Dr Gloria Moss, an academic based at Buckinghamshire University did research that found that most retail stores were designed by men, however 93% of all groceries are bought by women and 60% of new cars are bought by women as well. This research, as mentioned in the Independent, shows that women play an important role in determining what is purchased not just in fashion and beauty but in general merchandise.
The power of women and their consumer spending in the UK is felt online as well. Real Business reported that British women spend £460m per week shopping online. This is a huge number that shows the continued strength that British women have when it comes to shopping and choosing what products to buy.
Women in the UK will continue to play a central role in how much is spent at the tills due to family, motherhood and becoming important parts of the work force.
Key takeaways and how to build on them for the future
- Men hold positions of power that affect how women shop: This is something that will probably be addressed as more women in the retail and consumer goods sector get director level jobs where they can make changes to how shopping environments are built and design. More women should be introduced at management and director level to ensure that women’s perspectives are heard when it comes to shopping.

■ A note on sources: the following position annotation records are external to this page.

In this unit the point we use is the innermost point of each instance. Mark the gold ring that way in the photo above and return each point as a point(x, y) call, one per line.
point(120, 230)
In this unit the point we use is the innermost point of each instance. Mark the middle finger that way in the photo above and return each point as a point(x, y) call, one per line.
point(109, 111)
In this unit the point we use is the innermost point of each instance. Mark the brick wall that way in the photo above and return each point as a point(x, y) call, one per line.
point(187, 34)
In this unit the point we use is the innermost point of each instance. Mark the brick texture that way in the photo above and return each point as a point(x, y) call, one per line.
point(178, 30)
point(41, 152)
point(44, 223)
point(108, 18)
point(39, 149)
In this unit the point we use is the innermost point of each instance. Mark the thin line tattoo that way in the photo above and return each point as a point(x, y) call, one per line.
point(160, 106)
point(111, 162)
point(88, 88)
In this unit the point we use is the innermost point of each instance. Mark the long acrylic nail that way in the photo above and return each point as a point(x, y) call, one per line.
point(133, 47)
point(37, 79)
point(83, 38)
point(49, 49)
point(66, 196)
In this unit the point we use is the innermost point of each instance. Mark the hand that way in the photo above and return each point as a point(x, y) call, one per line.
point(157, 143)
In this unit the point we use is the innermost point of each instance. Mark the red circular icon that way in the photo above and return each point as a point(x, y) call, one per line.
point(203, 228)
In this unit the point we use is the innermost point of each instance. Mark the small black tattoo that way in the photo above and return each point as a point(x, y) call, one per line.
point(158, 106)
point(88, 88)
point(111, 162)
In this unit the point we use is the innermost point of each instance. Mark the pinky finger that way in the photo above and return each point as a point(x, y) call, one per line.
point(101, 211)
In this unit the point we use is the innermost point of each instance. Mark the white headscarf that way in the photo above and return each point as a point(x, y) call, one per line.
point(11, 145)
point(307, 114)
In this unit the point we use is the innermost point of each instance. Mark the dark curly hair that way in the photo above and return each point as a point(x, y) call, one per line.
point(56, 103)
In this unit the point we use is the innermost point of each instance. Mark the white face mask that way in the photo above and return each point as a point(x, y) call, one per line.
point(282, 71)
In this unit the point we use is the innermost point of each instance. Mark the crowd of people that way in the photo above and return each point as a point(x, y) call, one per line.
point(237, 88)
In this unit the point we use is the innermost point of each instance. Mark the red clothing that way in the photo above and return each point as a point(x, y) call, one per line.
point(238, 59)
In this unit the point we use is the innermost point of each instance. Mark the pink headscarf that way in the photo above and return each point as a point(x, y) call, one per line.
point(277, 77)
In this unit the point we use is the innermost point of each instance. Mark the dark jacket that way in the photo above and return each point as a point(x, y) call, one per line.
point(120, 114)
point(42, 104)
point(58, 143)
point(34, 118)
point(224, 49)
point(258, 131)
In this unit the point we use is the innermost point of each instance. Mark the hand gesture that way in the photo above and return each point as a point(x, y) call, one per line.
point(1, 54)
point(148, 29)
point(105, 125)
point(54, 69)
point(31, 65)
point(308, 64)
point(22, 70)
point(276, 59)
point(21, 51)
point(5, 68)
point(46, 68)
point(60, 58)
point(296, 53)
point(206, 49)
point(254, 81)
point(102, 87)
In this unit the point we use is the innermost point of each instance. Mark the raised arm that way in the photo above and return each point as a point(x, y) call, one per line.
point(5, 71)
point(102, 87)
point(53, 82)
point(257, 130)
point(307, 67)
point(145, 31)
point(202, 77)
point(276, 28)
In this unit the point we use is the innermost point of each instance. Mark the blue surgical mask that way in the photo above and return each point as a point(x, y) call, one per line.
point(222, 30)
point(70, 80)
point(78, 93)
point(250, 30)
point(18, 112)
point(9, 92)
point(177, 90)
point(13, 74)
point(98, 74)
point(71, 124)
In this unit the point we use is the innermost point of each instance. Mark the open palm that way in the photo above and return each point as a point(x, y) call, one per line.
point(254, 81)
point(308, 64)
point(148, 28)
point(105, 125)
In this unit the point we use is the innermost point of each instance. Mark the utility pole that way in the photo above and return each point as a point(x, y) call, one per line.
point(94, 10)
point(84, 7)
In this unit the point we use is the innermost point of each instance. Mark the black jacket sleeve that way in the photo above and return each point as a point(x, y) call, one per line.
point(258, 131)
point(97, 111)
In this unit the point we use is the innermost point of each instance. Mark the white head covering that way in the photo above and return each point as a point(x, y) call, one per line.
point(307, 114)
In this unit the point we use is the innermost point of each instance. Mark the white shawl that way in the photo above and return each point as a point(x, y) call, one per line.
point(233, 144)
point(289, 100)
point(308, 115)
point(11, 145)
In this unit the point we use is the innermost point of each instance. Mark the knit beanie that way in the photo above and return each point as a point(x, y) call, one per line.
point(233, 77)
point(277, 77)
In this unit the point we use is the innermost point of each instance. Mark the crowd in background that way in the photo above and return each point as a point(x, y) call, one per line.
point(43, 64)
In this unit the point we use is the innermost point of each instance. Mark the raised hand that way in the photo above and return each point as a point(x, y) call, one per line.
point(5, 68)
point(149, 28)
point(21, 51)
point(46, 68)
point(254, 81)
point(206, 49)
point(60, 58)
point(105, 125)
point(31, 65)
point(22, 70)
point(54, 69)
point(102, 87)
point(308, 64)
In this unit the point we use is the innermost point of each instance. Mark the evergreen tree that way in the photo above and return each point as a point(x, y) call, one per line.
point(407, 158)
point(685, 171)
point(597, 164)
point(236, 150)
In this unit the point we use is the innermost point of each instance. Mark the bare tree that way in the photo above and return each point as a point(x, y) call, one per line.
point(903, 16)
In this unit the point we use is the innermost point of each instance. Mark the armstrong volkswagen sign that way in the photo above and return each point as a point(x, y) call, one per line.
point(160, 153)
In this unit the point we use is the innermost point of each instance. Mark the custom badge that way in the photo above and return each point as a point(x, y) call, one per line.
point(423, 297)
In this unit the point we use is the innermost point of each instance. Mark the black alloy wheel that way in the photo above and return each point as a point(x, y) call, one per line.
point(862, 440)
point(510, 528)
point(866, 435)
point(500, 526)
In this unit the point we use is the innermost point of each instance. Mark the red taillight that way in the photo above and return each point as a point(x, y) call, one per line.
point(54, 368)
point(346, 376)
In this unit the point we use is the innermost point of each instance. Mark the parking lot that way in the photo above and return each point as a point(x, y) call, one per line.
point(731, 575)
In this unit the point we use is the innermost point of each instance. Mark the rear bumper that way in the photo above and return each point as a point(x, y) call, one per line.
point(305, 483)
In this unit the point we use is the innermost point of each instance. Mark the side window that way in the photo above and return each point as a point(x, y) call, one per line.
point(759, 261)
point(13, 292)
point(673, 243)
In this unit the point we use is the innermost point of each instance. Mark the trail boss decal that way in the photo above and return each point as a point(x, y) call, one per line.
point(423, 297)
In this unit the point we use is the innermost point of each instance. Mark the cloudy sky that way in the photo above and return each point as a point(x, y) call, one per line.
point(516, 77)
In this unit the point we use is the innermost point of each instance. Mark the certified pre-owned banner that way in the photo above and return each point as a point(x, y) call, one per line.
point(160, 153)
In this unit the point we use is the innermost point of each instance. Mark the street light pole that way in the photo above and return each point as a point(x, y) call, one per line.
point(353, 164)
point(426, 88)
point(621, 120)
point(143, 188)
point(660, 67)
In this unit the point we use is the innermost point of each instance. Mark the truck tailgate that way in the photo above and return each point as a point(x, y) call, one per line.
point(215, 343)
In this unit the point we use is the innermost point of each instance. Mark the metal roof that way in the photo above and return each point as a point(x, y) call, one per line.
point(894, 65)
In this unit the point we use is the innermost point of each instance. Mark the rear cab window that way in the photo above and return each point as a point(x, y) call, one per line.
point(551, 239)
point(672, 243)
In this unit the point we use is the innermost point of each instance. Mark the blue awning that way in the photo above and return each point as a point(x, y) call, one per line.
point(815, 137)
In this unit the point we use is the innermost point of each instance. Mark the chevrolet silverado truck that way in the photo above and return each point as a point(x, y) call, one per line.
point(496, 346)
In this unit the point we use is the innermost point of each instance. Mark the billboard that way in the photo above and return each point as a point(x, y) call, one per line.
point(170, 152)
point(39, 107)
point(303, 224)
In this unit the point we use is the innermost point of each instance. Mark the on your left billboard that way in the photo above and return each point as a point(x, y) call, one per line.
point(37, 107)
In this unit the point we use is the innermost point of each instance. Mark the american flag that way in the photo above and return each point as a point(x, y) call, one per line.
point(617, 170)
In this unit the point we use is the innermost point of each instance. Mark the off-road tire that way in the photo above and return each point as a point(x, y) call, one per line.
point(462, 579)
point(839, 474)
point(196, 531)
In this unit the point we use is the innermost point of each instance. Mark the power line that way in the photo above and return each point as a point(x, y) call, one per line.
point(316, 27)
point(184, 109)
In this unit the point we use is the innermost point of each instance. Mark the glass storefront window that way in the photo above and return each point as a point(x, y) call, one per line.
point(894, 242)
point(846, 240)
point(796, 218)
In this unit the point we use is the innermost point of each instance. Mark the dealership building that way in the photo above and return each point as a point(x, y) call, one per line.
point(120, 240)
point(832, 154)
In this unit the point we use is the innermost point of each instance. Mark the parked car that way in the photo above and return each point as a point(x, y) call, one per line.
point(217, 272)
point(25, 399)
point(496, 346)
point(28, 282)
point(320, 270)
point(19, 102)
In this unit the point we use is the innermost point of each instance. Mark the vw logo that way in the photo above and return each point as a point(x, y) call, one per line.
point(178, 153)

- Brands need to market correctly to women: As countless studies have shown, women are mostly the final people who make decisions when it comes to what products will be bought for the household. The brands that succeed are the ones that target women in an authentic way and with prices that are affordable for a wide spectrum of women such as single mothers, stay at home mums, working mothers and unmarried women.
- Men and women need to work together to create budgets: For married and co-habiting couples, it is important for men and women to come together as a team to create budgets that are doable and workable for both people. Even though women are the centres of consumer choice, male voices need to be heard to especially when it comes to making consumer choices for boys and young men in the family. Budgeting should be done together and the responsibility for the budget should be undertaken by both genders.
How different do you think men and women operate when it comes to spending in your experience? Look within your family and friendships for examples and stories. Ultimately, there are interesting trends that exist in both genders and spending patterns tell us a lot about how the UK economy is doing whether there is a recession or a boom happening. Budgeting and financial planning is critical in consumer spending whether you are a man or a woman. Only buy what you need and what you can afford to avoid financial hardship.